Camila e Hugo comemoraram muito a notícia da gravidez de seu primeiro filho, mas a alegria foi interrompida quando Camila sofreu uma perda gestacional súbita em torno do quarto mês de gestação. Nessa situação, uma intervenção psicológica em crise: I. empregará a escuta ativa e a validação dos sentimentos de dor pela perda; II. informará sobre as reações emocionais esperadas, como o luto e a frustração; III. ajudará o casal a distrair sua dor pela perda, evitando comunicações sobre o ocorrido. Está correto somente o que se afirma em:
- A)I;
A alternativa apresenta apenas a afirmativa I, que descreve a escuta ativa e a validação da dor pela perda. Isso corresponde ao núcleo da intervenção em crise, que busca acolher, conter emocionalmente e favorecer a expressão do sofrimento imediato após o evento traumático.
- B)III;
A alternativa sustenta apenas a afirmativa III, isto é, que o casal deve ser distraído da perda e evitar conversas sobre o ocorrido.
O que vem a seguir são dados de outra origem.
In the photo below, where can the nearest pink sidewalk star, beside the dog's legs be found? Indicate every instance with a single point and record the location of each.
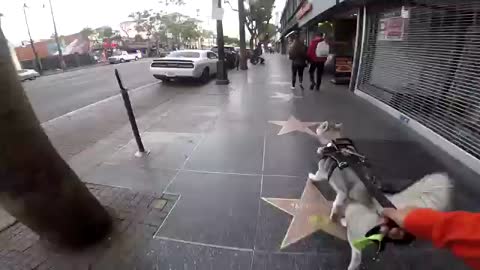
(310, 214)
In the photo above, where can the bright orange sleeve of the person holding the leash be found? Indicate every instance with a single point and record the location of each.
(457, 231)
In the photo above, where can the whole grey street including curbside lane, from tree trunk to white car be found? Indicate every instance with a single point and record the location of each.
(79, 108)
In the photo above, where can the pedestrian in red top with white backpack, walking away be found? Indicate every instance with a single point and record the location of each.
(317, 56)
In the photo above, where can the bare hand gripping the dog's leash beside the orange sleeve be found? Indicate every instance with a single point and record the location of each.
(398, 216)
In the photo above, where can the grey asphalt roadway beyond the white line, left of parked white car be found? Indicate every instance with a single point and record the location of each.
(55, 95)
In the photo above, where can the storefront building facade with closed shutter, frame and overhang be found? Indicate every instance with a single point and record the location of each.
(418, 60)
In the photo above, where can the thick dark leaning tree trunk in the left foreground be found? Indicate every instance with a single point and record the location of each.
(36, 185)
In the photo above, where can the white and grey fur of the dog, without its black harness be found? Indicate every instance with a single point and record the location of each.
(360, 209)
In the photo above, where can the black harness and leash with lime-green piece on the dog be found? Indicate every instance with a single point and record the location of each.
(344, 154)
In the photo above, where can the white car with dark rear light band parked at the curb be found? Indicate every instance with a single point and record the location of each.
(198, 64)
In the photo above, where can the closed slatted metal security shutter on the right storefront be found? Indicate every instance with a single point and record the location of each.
(432, 73)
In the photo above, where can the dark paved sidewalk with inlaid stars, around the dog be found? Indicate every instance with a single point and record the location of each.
(222, 160)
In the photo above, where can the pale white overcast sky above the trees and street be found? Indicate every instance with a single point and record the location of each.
(71, 16)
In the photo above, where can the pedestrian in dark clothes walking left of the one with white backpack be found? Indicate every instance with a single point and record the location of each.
(298, 54)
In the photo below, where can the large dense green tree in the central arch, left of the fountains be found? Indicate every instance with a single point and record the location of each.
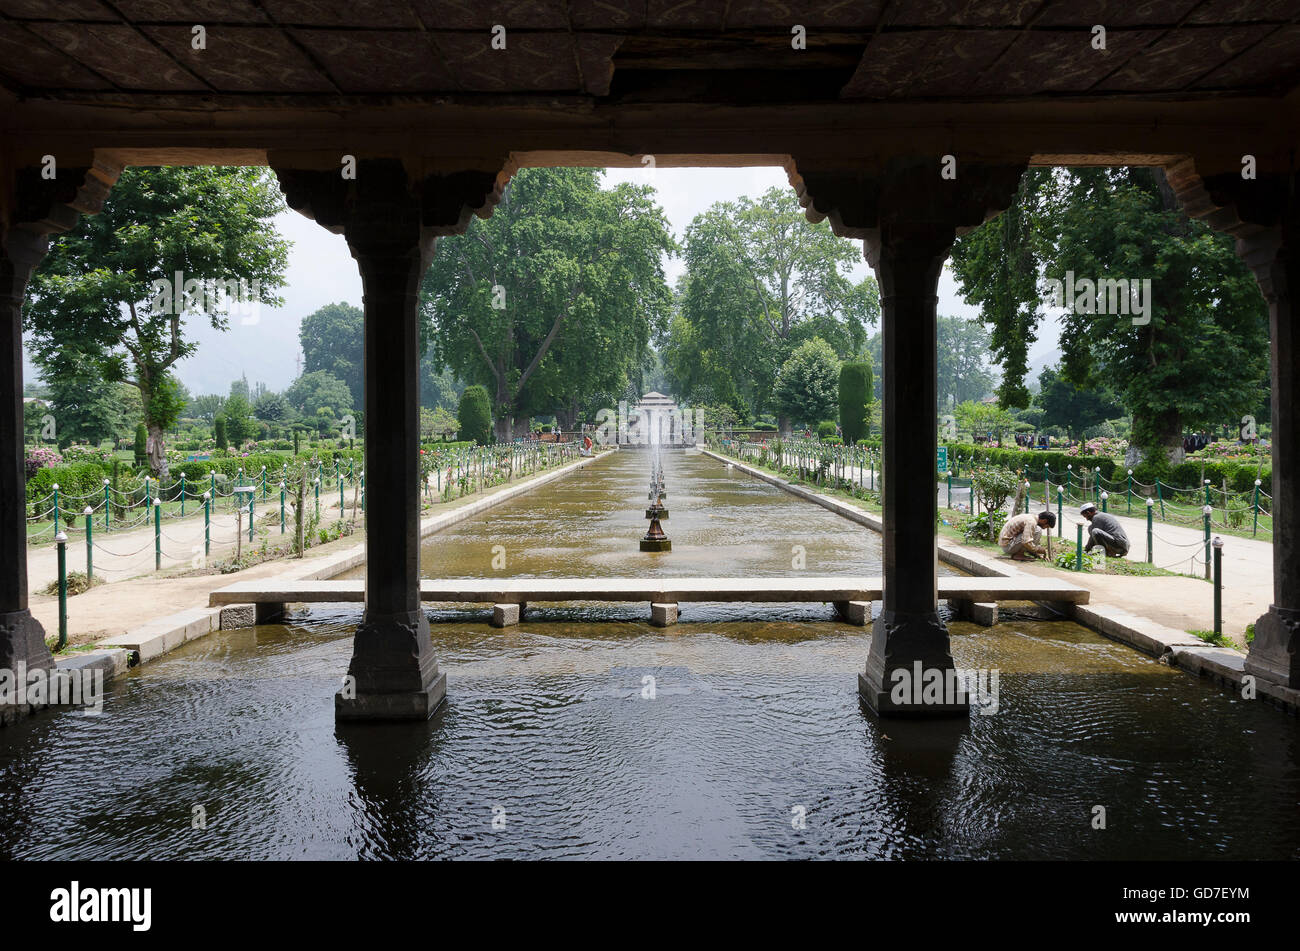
(551, 302)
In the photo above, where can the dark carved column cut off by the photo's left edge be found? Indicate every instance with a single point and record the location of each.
(32, 209)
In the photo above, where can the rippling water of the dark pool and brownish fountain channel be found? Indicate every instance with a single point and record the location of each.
(755, 723)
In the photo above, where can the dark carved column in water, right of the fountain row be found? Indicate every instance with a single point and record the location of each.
(908, 216)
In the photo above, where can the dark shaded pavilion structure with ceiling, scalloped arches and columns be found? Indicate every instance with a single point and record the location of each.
(882, 99)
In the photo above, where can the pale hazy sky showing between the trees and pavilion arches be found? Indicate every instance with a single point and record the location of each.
(322, 272)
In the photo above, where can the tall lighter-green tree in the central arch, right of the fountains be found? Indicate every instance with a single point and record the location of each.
(761, 280)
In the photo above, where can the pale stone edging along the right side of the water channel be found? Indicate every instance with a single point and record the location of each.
(1224, 666)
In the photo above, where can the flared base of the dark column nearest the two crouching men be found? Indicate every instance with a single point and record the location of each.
(911, 672)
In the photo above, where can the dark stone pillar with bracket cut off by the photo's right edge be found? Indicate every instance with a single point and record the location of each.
(1264, 216)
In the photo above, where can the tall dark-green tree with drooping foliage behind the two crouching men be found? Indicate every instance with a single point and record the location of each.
(1188, 350)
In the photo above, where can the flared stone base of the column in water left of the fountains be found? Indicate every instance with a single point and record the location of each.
(393, 675)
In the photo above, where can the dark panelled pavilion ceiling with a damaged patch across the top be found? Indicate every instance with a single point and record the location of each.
(647, 51)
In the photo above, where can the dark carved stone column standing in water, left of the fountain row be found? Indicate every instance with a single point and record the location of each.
(391, 223)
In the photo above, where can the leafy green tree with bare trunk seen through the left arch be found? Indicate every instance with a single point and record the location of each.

Esse raciocínio contraria a intervenção em crise, porque o manejo adequado não incentiva esquiva nem silenciamento, mas sim elaboração inicial do impacto e apoio à verbalização.
- C)I e II;
A alternativa reúne as afirmativas I e II. Além da escuta ativa e da validação do sofrimento, a intervenção em crise também psicoeduca sobre reações emocionais esperadas, como luto, frustração, choque e tristeza, normalizando respostas comuns diante da perda gestacional súbita.
- D)I e III;
A alternativa combina as afirmativas I e III. Embora a I descreva uma conduta adequada, a III propõe afastar o casal do tema e evitar comunicação sobre a perda, o que é incompatível com a intervenção em crise, que prioriza acolhimento, contato com a experiência e apoio à expressão emocional.
- E)II e III.
A alternativa reúne as afirmativas II e III. A II está de acordo com a intervenção em crise ao orientar e normalizar reações emocionais previsíveis, mas a III erra ao sugerir distração e evitamento da comunicação, quando o atendimento deve favorecer escuta e processamento do acontecimento.
Gabarito: C
Na crise, a intervenção psicológica busca acolher a pessoa no impacto imediato do evento, sem empurrar soluções prontas nem fingir que nada aconteceu. O foco é reduzir o sofrimento agudo e favorecer que o sujeito se reorganize emocionalmente diante da perda. Por isso, a escuta ativa e a validação dos sentimentos são essenciais: quando alguém sofre uma perda gestacional, a dor, a tristeza, a culpa e a frustração podem aparecer com força, e precisam ser reconhecidas, não minimizadas.